Innanzitutto, ho imparato fin dove si può arrivare. L’ultimo incontro è stato scandito dalle parole di Juri che cercava in ogni modo di farci riflettere su quale fosse il bagaglio culturale e di esperienza che avremmo portato a casa a fine ciclo di incontri. A parer mio, il fulcro è che tutti possono cambiare, ma non tutti vogliono. Di conseguenza, il nostro compito è quello di far vedere ai detenuti che ci sono alternative, che c’è una seconda possibilità anche per loro, ma che dipenderà proprio da loro il coglierla o il continuare a vivere nell’irrimediabile antitesi tra la “società degli esclusi” e la “società di quelli che escludono”, cioè, a parer loro, noi.

Un carcere che funziona punisce perché deve, ma responsabilizza perché vuole. I detenuti, nella maggior parte dei casi, poi rientreranno in società, quindi è assolutamente necessario far capire loro che diritti e doveri vanno di pari passo e che, per partecipare a pieno titolo ad un determinato “gioco”, è fondamentale rispettarne le regole. Allo stesso modo, è necessario trovare chi queste regole sia disposto a insegnargliele, con pazienza e cercando di parlare “la loro lingua”, e poi trovare chi sia disposto a “giocare” con loro.

Fuor di metafora, è nostro compito tendere loro una mano, convincerci e far comprendere alla società civile che il carcere non è un posto dove parcheggiare gente scomoda, in attesa che ci si scordi di loro, perché tanto loro non saranno mai come noi. Il carcere è un male necessario, ma non sufficiente affinché i detenuti si ricordino di essere e si riconoscano uomini, con tutto ciò che questo comporta nei confronti di se stessi e degli altri.

Credo che la vera sfida arriverà quando dovremo essere noi a condurre i detenuti, sin dall’inizio, lungo questo tortuoso percorso, perché finora noi abbiamo visto se non percorsi conclusi, per lo meno percorsi iniziati.

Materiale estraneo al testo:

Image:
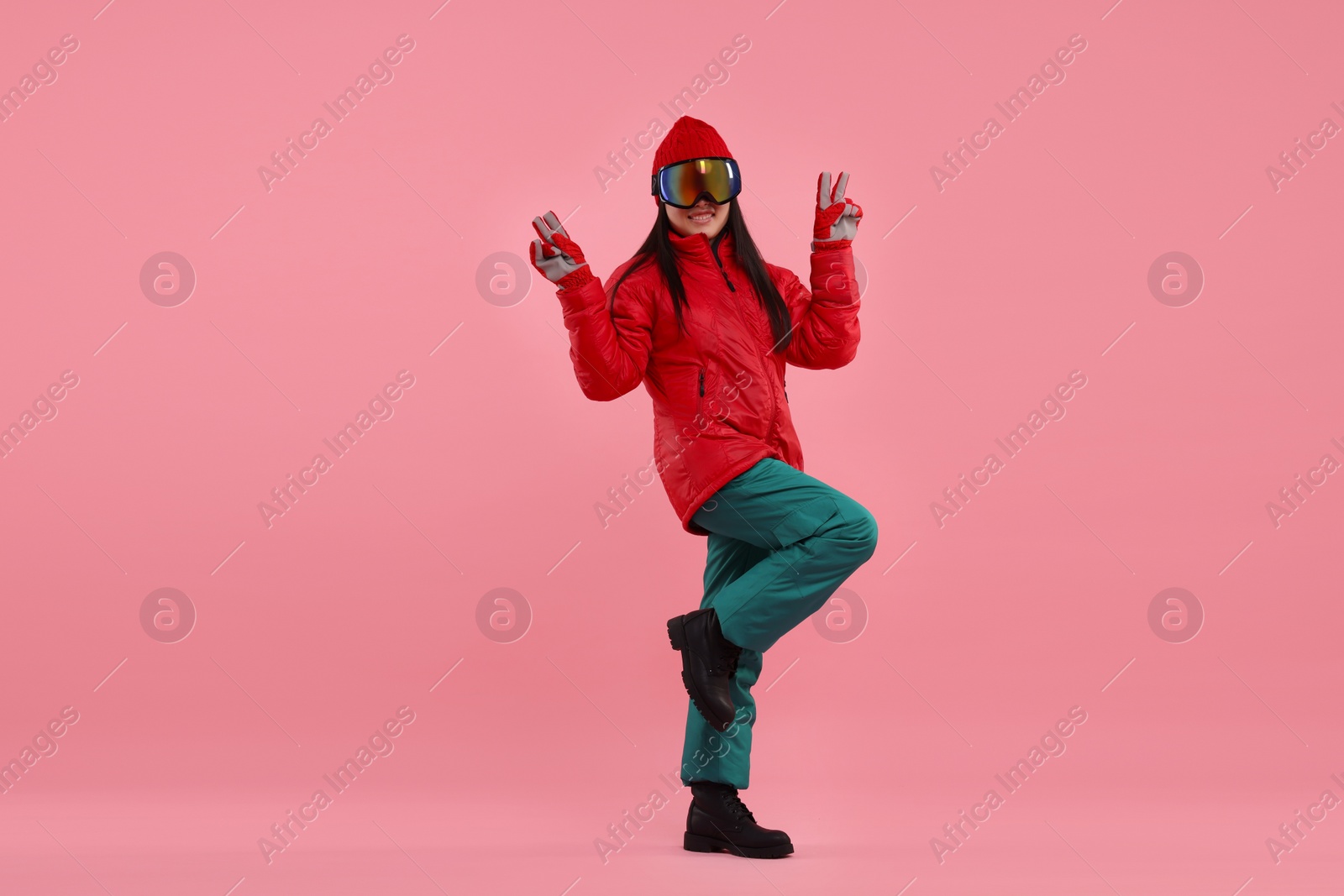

Ho anche imparato che ho ancora tanto da imparare. Indipendentemente da quale sarà il mio specifico ruolo nel mondo del Diritto, per essere credibile, seria, rispettosa e rispettabile come persona credo di aver bisogno di confrontarmi ancora con chi ci è riuscito, che si tratti di magistrati che vivono il proprio ruolo e le proprie responsabilità in un certo modo o di familiari di vittime che non hanno demonizzato e anzi hanno teso una mano. Ci sono poi i detenuti, che stanno con fatica imparando a mettersi in discussione e a “osservarsi dall’esterno”, ora con gli occhi dei familiari delle vittime, ora con quelli dei magistrati, ora con quelli degli studenti, ora con quelli dei loro stessi familiari.

Questa molteplicità di punti di vista, che io ho avuto la fortuna (e in alcuni casi l’onore) di vivere in prima persona, dovrebbe essere la prassi e non l’iniziativa che fa scalpore a livello nazionale. E’ necessario che la società entri in carcere e che chi sta dentro al carcere esca fuori. E’ necessario ricordarsi che le mura del carcere hanno delle porte e che queste porte vanno usate.

“Chi sono io? Perché sono così? Che genitori ho avuto? Che incontri ho avuto? Cosa voglio farne di ciò che sono?

Questi interrogativi di Cajani durante uno degli incontri mi colpirono profondamente, facendo anche riaffiorare qualche reminiscenza liceale sul contrasto tra Nomos e Physis.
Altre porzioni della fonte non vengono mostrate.